Pre-loaded silicon anodes boost lithium battery density by 25 percent
The pursuit of next-generation battery architectures have scientists exploring all kinds of alternative materials, and one that has been seen as a great candidate for some time is silicon. Using the plentiful element as a lithium-ion battery’s anode could significantly improve its energy density, and scientists in Korea have now come up with a solution to one of the key hurdles standing in its way.
Today’s lithium-ion batteries use graphite as the material for the anode, the positively-charged electrode that works with the negatively charged cathode to shuttle the lithium ions back and forth during charging. While these batteries are capable of powering today’s mobile phones and electric cars, swapping the graphite for silicon, which can store four times the amount of lithium ions, could lead to phones that last for days or cars that travel hundreds of miles further on each charge.
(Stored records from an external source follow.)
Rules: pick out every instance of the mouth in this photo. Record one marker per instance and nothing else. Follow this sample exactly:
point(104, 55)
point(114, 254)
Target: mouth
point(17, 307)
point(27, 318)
But working silicon into a lithium-ion battery that makes the most of this potential has proven problematic. One of the issues scientists have been working to solve is the rapid decline in capacity, with silicon-based anodes shedding more than 20 percent of their lithium ions just during the initial charging cycle.
One of the ways that this could be overcome is through a technique known as “lithium pre-loading,” where extra lithium is added before the battery is assembled to make up for the losses during cycling. Often this is attempted through the use of lithium powders, though this is expensive and brings safety risks.
A team at Korea Institute of Science and Technology (KIST) has come up with another method of lithium pre-loading. Rather than adding lithium powder, the team submerged the silicon anode in a special solution for five minutes, which triggered a chemical reaction that sees electrons and lithium ions seep into the electrode.
In testing, the anode lost less than one percent of its active lithium during initial charging. A test battery constructed with the silicon anode was shown to have an energy density 25 percent higher than a comparable commercially available battery with a traditional graphite anode. The team says this technology has the potential to increase the range of electric vehicles by a minimum of 100 km (62 mi) on average, and would be fairly easy to implement for large-scale processing.
“We were able to improve the efficiency of a high-capacity silicon-based anode by leaps and bounds with the simple method of just controlling the solution temperature and reaction time,” says Dr Minah Lee, who led the research team. “As this technology is readily applicable to the roll-to-roll process used in existing battery manufacturing facilities, our method has potential to achieve a breakthrough in the implementation of silicon-based anodes for practical batteries."
The research was published in the journal Angewandte Chemie: International Edition.